A Technical Debt Fairy Tale
Generated by MidJourney, prompt: software architecture diagram in decline, looking like a fairy tale

A Technical Debt Fairy Tale

Once upon a time, there was a lead developer called Annabel. She worked for vakation.com, a travel booking site. She was the tech lead of the devops team that maintained the web-app front-end. Springtime was upon the land, for ‘twas April, a busy time, when people were starting to book their summer holidays. But sales were disappointing. Conversion of visits into actual bookings were getting worse and worse.

One morning Ramon, the team’s business owner, requested an urgent gathering: they had found one of the root causes of the problem that was plaguing them. “Our site does not show visitors whether the accommodations they are booking have facilities to cast streaming media from their phones to the TV in the room,” he said, a frown upon his face. “It turns out that many of our competitors now do show that information, and clients end up booking their travel on other sites. So we need to add the media casting info to the vakation.com website with great speed and utmost alacrity!”

Annabel turned to Edwin, who headed up the hotel reservation back-end system, and asked Edwin whether the media casting info was available in the back-end system. Edwin smiled, for he had good news: the latest hotel booking communication standard included the media casting information! It was already present in their accommodations database. Vakation.com used an Enterprise Service Bus (ESB) to connect the various systems in their landscape, so Annabel asked Edwin to expose the desired info on the ESB for the web-app front-end to display. Seeing Annabel’s look of joyful expectation on her face, Edwin was happy to oblige. But things were not as merry as they seemed – for at that time, Edwin’s team had quite a full backlog: it looked like they wouldn’t have time for the change until June.

Now Annabel started to get worried: fearing Ramon’s wrath, she didn’t want to go back to him and tell him that she wouldn’t be able to fix the website until June. But she soon cheered up, for due to a stroke of fortune, the web-app fornt-end was on the same physical database as the hotel reservation back-end system, and Annabel’s team of diligent developers knew the table structure. So Annabel decided to temporarily ignore the company’s ESB policy and obtain the media casting information directly from the accommodations database, taking on some technical debt. Her mind was firmly set on refactoring the temporary fix as soon as the info was exposed on the ESB, hopefully in June.

No alt text provided for this image

Two months went by, after which Edwin perused his backlog, and lo and behold: he spotted the story card with Annabel’s request. With some trepidation in his heart, he visited Annabel in her lair, and asked her: “Fair Annabel, is this story still needed? Some other, more urgent stories have popped up. Would it be terrible if we pushed back the media casting story a few more sprints? After all, things are working now, and nobody is complaining”. Failing to reach agreement, Edwin and Annabel decided to ask Ramon, the product’s business owner.

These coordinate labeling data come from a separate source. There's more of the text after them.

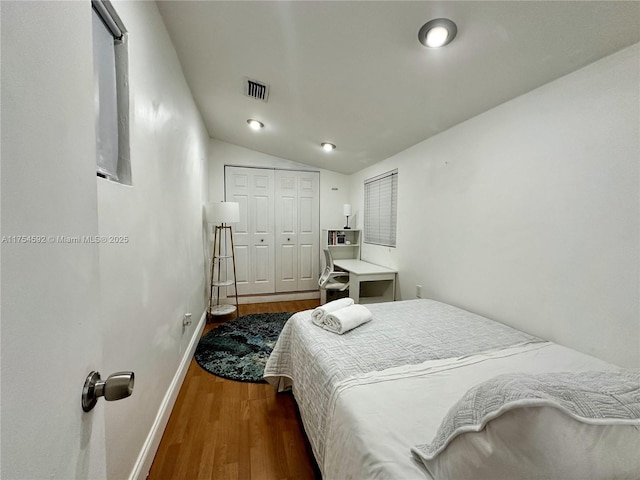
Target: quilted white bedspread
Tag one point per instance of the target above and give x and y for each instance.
(312, 361)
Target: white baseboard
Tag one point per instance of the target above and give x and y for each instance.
(277, 297)
(147, 454)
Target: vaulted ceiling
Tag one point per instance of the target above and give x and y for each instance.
(354, 73)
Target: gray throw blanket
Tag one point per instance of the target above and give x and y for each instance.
(604, 398)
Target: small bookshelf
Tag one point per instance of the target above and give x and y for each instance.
(342, 243)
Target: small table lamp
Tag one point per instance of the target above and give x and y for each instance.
(346, 210)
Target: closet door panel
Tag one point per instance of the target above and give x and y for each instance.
(308, 230)
(253, 188)
(286, 231)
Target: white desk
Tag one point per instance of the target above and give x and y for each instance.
(369, 283)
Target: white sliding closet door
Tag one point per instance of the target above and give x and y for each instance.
(297, 198)
(277, 239)
(253, 236)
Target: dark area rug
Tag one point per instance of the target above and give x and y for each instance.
(239, 349)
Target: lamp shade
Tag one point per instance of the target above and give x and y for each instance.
(223, 212)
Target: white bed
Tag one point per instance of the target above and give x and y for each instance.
(370, 396)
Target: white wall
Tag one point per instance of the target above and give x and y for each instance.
(149, 283)
(334, 187)
(529, 213)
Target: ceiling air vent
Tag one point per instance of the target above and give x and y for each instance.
(256, 89)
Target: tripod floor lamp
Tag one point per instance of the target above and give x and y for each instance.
(223, 275)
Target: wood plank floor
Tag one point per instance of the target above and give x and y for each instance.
(226, 430)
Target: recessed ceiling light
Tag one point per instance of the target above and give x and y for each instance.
(437, 33)
(328, 146)
(255, 124)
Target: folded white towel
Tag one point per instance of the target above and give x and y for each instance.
(347, 318)
(319, 314)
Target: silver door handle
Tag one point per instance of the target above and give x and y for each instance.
(117, 386)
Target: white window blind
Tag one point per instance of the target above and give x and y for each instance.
(380, 207)
(105, 99)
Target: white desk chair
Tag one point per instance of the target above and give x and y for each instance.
(329, 278)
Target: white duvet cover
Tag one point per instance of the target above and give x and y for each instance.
(376, 418)
(313, 361)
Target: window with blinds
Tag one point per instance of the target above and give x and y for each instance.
(380, 206)
(111, 95)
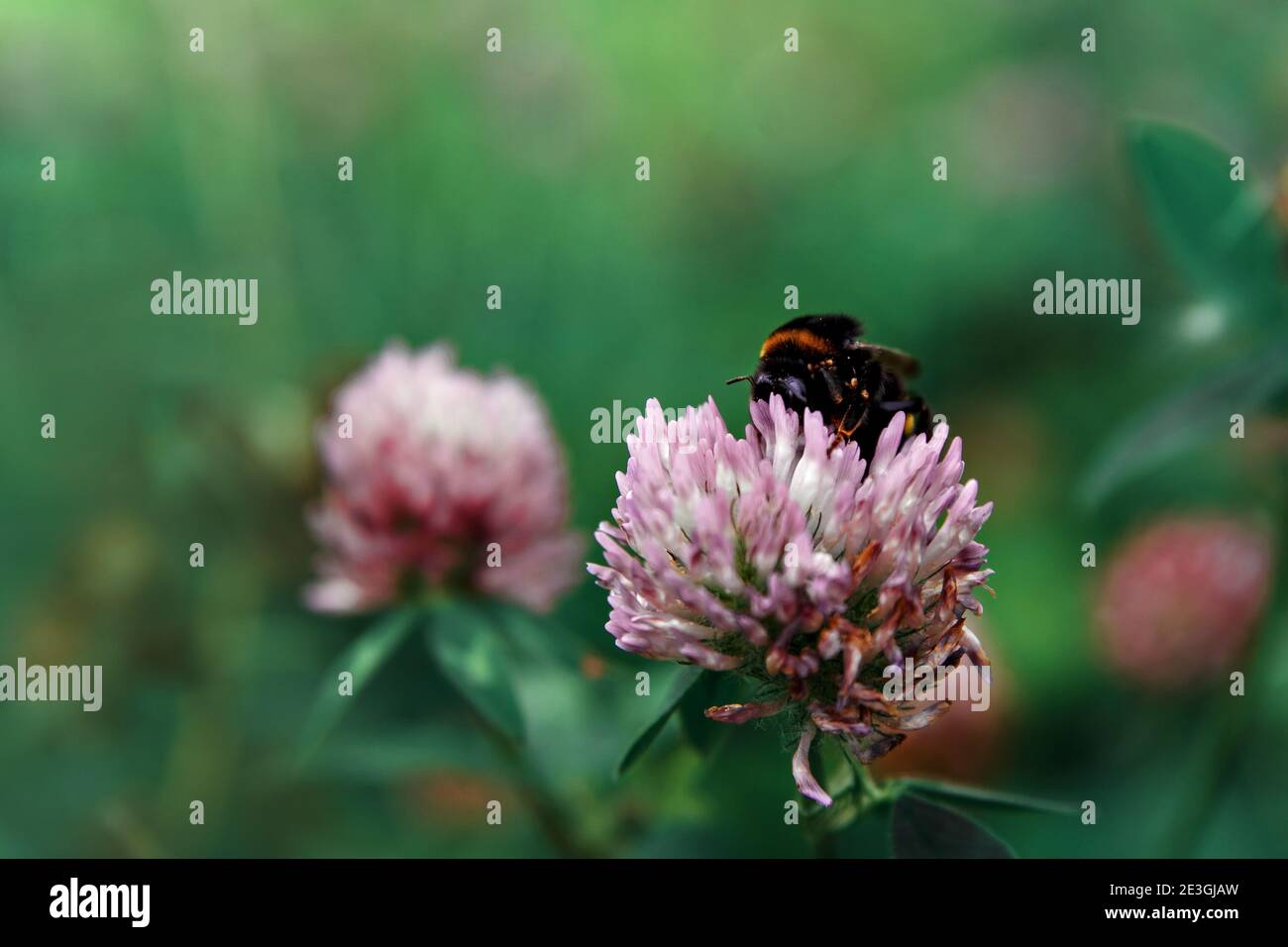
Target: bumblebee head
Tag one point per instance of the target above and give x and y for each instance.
(777, 380)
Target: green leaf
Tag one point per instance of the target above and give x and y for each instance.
(378, 755)
(708, 690)
(919, 828)
(1220, 231)
(677, 686)
(473, 655)
(1194, 415)
(364, 659)
(983, 796)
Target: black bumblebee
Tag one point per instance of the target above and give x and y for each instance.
(818, 363)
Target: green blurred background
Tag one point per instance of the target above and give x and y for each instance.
(518, 169)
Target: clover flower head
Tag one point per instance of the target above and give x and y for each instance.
(1183, 596)
(790, 558)
(439, 476)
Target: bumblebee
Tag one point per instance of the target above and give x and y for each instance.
(818, 363)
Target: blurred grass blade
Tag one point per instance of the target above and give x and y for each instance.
(983, 796)
(1220, 231)
(364, 659)
(472, 654)
(923, 830)
(677, 688)
(1194, 415)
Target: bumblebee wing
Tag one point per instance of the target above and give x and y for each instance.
(900, 363)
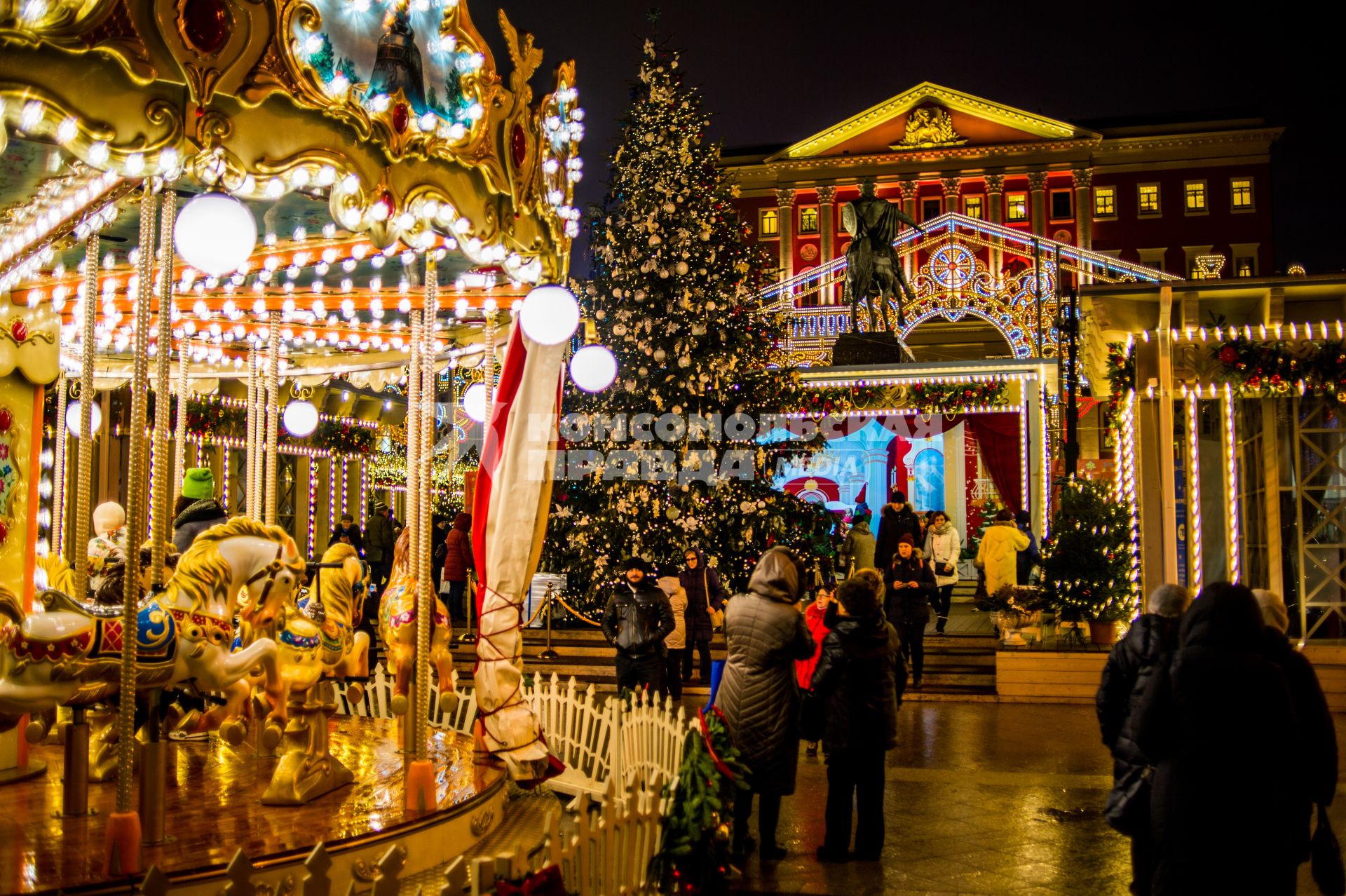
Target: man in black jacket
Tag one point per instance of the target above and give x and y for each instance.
(860, 677)
(636, 620)
(1129, 673)
(895, 520)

But to their great surprise, Ramon had trouble remembering that the fix was temporary, and was not at all interested in prioritizing the refactoring.

Days, weeks and months passed by. Eventually, it took until November before the info was finally accessible through the ESB. In the meantime, it turned out that some new members of Annabel’s team had been copying the method of accessing data in the hotel reservation system directly. Having run into Annabel’s temporary fix in the code, they felt comfortable using the same method – this time without even asking Edwin’s team. The cursed technical debt had multiplied itself! This had already led to the website breaking down after Edwin’s team had made some changes to their table structure, unaware that it was accessed directly by other teams. These outages had caused Ramon to wax angry and scold both teams: “Why did you allow things to become so bad? You should have managed that better!”

As we close the magical ?book on this horror story, there are some questions we may ask ourselves:

  • Was Annabel’s temporary fix to access Edwin’s team’s database directly a wise decision? After all, the company would have lost a lot of revenue if she had waited two months and made the fix the “right way”.
  • What about Edwin’s decision to postpone the exposure of the media casting data on the ESB? Doesn’t it make sense to prioritize by business value?
  • Was Ramon right to be upset with the teams? After all, he was completely uninterested in fixing the shortcut when it didn’t cause any problems yet.
  • Code scanning tools like SonarCube claim to detect tecnical debt, but would such tools have flagged this temporary fix as technical debt?
  • What could Annabel, Edwin and Ramon have done to prevent the problems?


?I look forward to reading your answers!

Disclaimer: all characters and organizations in this story are fictitious, and any resemblance to real persons or companies is purely accidental.

Dr Melina Vidoni

Engineering Leader | Building Strong, Empowered Teams | Equity Advocate | Tackling Backend Complexities & Driving Technical Success

1 年

I think Gartner's definition of technological debt would have fit better here, since that is the debt and cost associated to continue doing business in a software-factory/software-dependent environment. The issue are never "just the devs" (as the original definition implied) but every stakeholder with decisions affecting the software. TechDebt is _always_ a business risk, not a developers' problem on its own. Excellent article!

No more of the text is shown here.